Glandt, dean of the School of Engineering and Applied Sciences, will serve with seven other professors, two Wharton students and two Wharton alumni.
The committee will be responsible for submitting a list of between three and five candidates to Gutmann and University Provost Ronald Daniels.
Representatives from the President's Office and Heidrick & Struggles - a Chicago-based executive search firm that specializes in finding top-notch leaders - will additionally partake in the search committee.
Glandt, currently out of the country, was unavailable for comment.
A spokesperson for Gutmann did not know how long the committee will take to replace Harker, who announced in December that he will leave Penn in July to assume the presidency at the University of Delaware.
The search committee will likely meet within the next couple of weeks, Gutmann's spokesperson said.

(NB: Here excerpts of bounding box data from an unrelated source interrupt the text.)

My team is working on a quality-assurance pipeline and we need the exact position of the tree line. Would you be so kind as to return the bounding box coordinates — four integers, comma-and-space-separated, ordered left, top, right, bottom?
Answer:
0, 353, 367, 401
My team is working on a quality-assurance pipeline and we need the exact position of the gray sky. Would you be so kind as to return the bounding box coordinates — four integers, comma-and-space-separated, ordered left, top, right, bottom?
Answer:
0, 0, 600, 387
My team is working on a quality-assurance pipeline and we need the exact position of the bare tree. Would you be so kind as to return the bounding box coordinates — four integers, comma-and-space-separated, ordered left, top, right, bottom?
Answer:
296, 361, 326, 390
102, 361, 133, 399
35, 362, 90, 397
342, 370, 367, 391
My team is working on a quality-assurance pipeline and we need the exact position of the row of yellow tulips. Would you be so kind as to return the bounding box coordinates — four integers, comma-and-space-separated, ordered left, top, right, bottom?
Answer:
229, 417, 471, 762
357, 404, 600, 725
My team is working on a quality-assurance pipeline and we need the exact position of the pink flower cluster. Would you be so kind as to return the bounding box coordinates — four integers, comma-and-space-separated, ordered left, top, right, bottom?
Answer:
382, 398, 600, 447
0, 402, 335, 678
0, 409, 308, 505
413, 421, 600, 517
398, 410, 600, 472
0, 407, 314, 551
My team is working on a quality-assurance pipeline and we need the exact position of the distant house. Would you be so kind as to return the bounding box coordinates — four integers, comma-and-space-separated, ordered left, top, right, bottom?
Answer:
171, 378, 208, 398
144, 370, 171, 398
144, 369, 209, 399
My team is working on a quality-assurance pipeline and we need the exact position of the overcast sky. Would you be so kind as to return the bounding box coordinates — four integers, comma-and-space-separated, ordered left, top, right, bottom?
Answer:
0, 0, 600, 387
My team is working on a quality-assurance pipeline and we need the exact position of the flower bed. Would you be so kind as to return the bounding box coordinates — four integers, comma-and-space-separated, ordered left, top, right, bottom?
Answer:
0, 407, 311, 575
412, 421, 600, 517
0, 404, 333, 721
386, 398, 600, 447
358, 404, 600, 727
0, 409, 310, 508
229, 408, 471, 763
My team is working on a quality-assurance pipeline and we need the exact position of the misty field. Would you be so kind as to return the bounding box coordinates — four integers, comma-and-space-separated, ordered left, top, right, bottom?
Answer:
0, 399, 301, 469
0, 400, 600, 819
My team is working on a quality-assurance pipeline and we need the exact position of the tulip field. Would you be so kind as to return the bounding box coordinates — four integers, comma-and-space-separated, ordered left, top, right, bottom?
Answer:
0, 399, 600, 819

Its first task will entail putting together a job description that will include the necessary qualities for Harker's successor, Gutmann said in an interview.
Kenneth Kring, a partner in Heidrick & Struggles, will assist the committee in narrowing down the "universe of potential candidates" and help it determine who is available for the position, Gutmann said.
The search for Harker's successor will be a comprehensive one, examining potential candidates from within and outside the University.
Once the committee whittles its list of prospective deans down to a narrow range, Gutmann and Daniels will interview the candidates. The two will then choose one person and present him or her to the University Board of Trustees, which approves all high-level University appointments.
Other professors on the committee - the majority of whom currently teach in Wharton - include David Asch, Michael Gibbons, John Hershey, Daniel Levinthal, Olivia Mitchell and G. Richard Shell.
These Wharton professors were unavailable for immediate comment after the release of the press statement.
Political Science and Communication professor Diana Mutz, the only non-Wharton professor on the committee, said she would not comment on the issue because the committee has not yet met.
As the first meeting date approaches, the students involved in the selection process are eager to get started.
"There's an intense curiosity [among students] as to whom the next dean will be," Wharton junior Richard Hillen, a member of the search committee, said.
Hillen added that he intends to represent the interests of the Wharton undergraduate community to the other committee members.
First-year MBA student Jay Dearborn, who is also on the committee, echoed these sentiments.
"Everyone is very cognizant of Dean Harker moving on," Dearborn said.
Staff writer Heather Schwedel contributed reporting to this article.